Le logiciel qu'utilisera le CACNIQ a été créé par l'Université de Montréal dans le cadre du projet de CyberTribunal. Il a ensuite été transféré à une entreprise privée, eResolution. En vertu d'une entente d'exclusivité conclue avec eResolution, le CACNIQ peut, d'une part, utiliser la plate-forme informatique avec ses propres clients. Il s'agit des dossiers où les parties retiennent les services du CACNIQ en tant que greffe d'arbitrage, c'est-à-dire pour gérer leur dossier d'arbitrage et appliquer le règlement d'arbitrage. Cet arbitrage en ligne sera assujetti aux mêmes règles de procédure et délais que l'arbitrage ordinaire du CACNIQ.

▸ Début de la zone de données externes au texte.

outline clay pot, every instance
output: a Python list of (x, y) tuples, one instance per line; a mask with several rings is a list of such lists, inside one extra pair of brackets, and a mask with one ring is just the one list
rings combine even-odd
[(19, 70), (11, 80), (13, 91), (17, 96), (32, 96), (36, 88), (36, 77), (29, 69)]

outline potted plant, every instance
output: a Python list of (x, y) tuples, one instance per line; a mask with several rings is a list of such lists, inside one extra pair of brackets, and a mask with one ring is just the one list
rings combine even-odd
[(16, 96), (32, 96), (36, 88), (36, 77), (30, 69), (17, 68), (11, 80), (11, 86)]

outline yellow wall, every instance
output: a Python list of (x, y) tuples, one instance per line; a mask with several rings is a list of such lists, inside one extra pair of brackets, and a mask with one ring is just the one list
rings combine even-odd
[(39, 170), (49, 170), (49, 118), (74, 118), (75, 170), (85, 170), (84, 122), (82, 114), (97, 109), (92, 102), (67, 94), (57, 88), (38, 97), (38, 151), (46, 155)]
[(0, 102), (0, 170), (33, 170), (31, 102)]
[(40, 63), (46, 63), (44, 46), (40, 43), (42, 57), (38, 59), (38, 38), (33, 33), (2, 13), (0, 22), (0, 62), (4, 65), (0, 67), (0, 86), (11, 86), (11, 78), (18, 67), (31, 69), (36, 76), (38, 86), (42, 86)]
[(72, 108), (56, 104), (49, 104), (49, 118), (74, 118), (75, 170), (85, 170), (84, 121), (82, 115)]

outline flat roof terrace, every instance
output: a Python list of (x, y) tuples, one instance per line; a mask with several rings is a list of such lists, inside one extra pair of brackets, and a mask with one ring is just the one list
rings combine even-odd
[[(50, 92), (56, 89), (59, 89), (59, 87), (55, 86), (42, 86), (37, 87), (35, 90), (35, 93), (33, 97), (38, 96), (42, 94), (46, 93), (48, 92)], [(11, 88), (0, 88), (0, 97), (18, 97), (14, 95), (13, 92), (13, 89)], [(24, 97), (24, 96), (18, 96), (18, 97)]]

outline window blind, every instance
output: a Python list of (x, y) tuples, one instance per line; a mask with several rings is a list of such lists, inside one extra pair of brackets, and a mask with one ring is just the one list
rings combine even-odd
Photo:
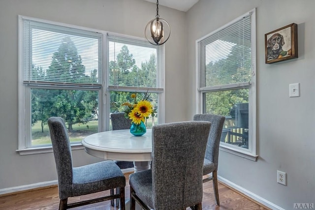
[(199, 90), (251, 83), (251, 15), (198, 42)]
[(100, 86), (102, 34), (23, 20), (24, 82)]
[(147, 41), (107, 35), (109, 88), (162, 88), (162, 47)]

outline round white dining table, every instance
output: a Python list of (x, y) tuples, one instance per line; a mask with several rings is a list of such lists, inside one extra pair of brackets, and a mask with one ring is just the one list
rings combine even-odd
[(135, 136), (129, 129), (91, 134), (82, 141), (89, 154), (105, 160), (133, 161), (134, 172), (150, 169), (152, 160), (151, 129), (142, 136)]
[[(152, 160), (152, 130), (141, 136), (135, 136), (130, 130), (115, 130), (91, 134), (82, 141), (85, 151), (105, 160), (133, 161), (134, 172), (149, 169)], [(130, 207), (126, 201), (126, 210)], [(136, 202), (136, 210), (142, 209)]]

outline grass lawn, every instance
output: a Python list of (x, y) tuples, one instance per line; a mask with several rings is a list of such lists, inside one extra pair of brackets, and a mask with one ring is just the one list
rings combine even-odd
[[(112, 129), (112, 124), (110, 120), (109, 129)], [(48, 125), (44, 125), (44, 132), (41, 131), (41, 121), (38, 121), (32, 127), (32, 146), (51, 145), (49, 128)], [(68, 132), (69, 139), (71, 142), (81, 142), (86, 136), (97, 133), (98, 120), (92, 120), (87, 124), (77, 123), (72, 125), (72, 132)], [(152, 128), (152, 120), (150, 118), (147, 120), (147, 128)], [(68, 125), (66, 123), (67, 128)]]
[[(48, 125), (44, 125), (44, 132), (41, 131), (41, 122), (37, 122), (32, 127), (32, 144), (33, 146), (51, 144)], [(92, 120), (87, 124), (77, 123), (72, 125), (73, 132), (68, 132), (70, 142), (81, 142), (86, 136), (98, 132), (98, 120)], [(66, 126), (67, 125), (66, 124)]]

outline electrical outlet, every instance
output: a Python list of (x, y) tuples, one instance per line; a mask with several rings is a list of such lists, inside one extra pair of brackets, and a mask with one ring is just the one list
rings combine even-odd
[(299, 97), (300, 96), (300, 83), (294, 83), (289, 85), (289, 97)]
[(286, 173), (280, 171), (277, 171), (277, 182), (286, 186)]

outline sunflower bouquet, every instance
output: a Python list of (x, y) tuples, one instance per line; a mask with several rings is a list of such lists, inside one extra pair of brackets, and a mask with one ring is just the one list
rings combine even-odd
[(129, 118), (132, 122), (139, 124), (141, 121), (144, 122), (150, 115), (154, 117), (156, 110), (153, 109), (152, 104), (148, 100), (149, 96), (150, 94), (148, 94), (147, 91), (143, 98), (137, 102), (137, 92), (131, 94), (130, 97), (134, 100), (133, 103), (125, 102), (122, 104), (126, 107), (124, 111), (126, 118)]

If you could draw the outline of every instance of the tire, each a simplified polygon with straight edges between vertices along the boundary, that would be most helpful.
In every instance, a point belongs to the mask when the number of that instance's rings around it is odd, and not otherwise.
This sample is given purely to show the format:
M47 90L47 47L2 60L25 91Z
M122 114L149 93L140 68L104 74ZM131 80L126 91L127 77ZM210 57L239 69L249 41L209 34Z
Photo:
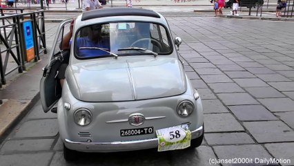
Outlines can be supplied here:
M202 135L201 135L197 138L195 138L194 140L191 140L191 144L190 146L190 149L194 149L197 147L199 147L203 141L203 138L204 137L204 124L203 124L203 133Z
M66 161L76 160L78 157L78 151L70 149L63 144L63 157Z

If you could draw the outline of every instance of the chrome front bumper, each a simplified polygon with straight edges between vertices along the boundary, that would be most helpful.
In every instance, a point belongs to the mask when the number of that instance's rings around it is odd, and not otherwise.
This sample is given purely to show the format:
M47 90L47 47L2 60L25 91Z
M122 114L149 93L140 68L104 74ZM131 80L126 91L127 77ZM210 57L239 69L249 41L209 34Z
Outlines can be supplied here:
M191 138L195 139L199 137L203 132L203 126L195 131L191 131ZM158 139L112 142L81 142L65 139L64 144L67 148L79 151L113 152L156 148L158 146Z

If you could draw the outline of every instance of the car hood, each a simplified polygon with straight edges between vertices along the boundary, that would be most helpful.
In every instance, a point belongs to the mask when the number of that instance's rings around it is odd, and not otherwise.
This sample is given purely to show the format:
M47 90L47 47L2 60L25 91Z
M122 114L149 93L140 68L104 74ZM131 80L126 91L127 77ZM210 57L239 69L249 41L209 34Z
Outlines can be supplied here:
M131 101L186 91L182 65L175 58L122 58L70 65L66 80L72 95L86 102Z

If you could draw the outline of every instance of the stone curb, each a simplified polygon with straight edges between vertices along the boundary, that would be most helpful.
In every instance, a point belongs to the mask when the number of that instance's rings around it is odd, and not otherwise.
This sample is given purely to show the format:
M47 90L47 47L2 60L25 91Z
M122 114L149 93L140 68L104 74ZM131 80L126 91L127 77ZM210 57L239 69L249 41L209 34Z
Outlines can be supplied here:
M32 99L10 99L0 107L0 142L6 138L11 130L27 115L39 98L37 92ZM13 109L9 109L12 107Z
M233 15L217 15L218 17L228 18L228 19L259 19L259 20L268 20L268 21L294 21L294 18L283 18L283 17L253 17L253 16L233 16Z

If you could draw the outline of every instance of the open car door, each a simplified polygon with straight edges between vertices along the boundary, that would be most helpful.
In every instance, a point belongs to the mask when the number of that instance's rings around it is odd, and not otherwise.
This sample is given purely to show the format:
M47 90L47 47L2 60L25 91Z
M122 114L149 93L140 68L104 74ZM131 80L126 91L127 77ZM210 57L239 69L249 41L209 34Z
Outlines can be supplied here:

D'autre part, en partenariat avec eResolution, le CACNIQ offre cette plate-forme informatique partout dans le monde à des cabinets d'avocats qui agissent comme arbitres et à des centres d'arbitrage. Ils pourront, moyennant un montant forfaitaire par dossier, utiliser la plate-forme pour effectuer leur propre arbitrage. Dans ce cas, le CACNIQ n'aura aucune juridiction sur le litige.
« On peut penser, par exemple, que des organismes comme l'Association du transport aérien international (IATA) pourraient se montrer intéressés à utiliser le logiciel », laisse entendre Mme Létourneau. Cet organisme opère en effet un système d'arbitrage interne pour les litiges à l'égard des commissions versées par les compagnies aériennes aux agents de voyages. Il y a aussi Postes Canada qui a besoin de régler des litiges avec des compagnies de transport en Amérique du Nord ou en Amérique latine.
Quant au nouveau service d'arbitrage en ligne du CACNIQ, il pourra attirer certaines multinationales comme Bombardier, leur permettant de diminuer les frais de déplacement et les honoraires des avocats reliés aux déplacements ainsi que les délais de transmission de documents et d'avis.
Le CACNIQ va assurer aux parties la confidentialité inhérente au processus d'arbitrage grâce à un système de codes d'accès réservé aux parties et à l'arbitre, tant pour les dossiers d'arbitrage gérés par le CACNIQ que pour les autres.